Chapter 8 discusses an important issue in cancer vaccine R&D. Redesigning R&D strategies for cancer vaccines, revising the role of preclinical studies and biomarkers for new molecular-targeted therapies are discussed. A case study is reported on a cancer vaccine.
Chapter 9, the final chapter, brings up an important issue on diagnostic approaches for selecting patient-customized therapies. A description of patient stratification and response monitoring is given. Examples of immunohistochemistry for a range of antigens and HLA are noted as important. Following immunization, immune response monitoring is important and the most effective method of detecting immune responses, such as ELISpot, tetramers and multiparameter flow cytometry, are given.
Overall, the book addresses a range of important issues in the development of cancer vaccines.
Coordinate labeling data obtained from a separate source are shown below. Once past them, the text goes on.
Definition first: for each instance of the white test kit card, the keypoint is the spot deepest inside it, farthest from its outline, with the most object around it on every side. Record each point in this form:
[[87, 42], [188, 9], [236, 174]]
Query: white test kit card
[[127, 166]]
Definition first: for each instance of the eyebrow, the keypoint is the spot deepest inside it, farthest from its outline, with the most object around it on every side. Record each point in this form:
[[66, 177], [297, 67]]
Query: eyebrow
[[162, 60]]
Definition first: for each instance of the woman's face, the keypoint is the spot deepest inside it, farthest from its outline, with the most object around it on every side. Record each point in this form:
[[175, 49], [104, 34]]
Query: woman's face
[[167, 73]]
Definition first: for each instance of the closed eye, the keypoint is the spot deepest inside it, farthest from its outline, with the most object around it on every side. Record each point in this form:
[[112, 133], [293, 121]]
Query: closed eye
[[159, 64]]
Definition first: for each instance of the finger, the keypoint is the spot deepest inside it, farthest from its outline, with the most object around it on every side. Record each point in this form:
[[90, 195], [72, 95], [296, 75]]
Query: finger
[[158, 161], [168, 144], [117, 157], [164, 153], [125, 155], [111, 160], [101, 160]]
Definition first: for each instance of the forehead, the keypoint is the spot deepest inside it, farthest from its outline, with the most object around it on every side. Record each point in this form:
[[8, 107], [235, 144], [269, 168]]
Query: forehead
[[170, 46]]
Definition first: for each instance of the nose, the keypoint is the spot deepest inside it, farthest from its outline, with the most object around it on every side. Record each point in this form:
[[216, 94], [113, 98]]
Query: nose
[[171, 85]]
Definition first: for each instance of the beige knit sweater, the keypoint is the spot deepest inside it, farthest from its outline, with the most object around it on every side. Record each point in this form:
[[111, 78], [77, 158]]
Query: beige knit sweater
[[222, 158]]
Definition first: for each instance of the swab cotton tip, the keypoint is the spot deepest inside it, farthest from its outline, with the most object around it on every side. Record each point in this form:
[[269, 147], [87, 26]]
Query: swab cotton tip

It provides a solid introduction to cancer vaccines and is greatly useful to a range of target audiences – from immunologists, to oncologists, to clinical researchers, to investors in pharmaceutical companies.
Acknowledgements
I would like to thank Susan G Komen of the Cure Breast Cancer Foundation for providing funding for the development of breast cancer vaccines.
Financial & competing interests disclosure
The author has no relevant affiliations or financial involvement with any organization or entity with a financial interest in or financial conflict with the subject matter or materials discussed in the manuscript. This includes employment, consultancies, honoraria, stock ownership or options, expert testimony, grants or patents received or pending, or royalties.
No writing assistance was utilized in the production of this manuscript.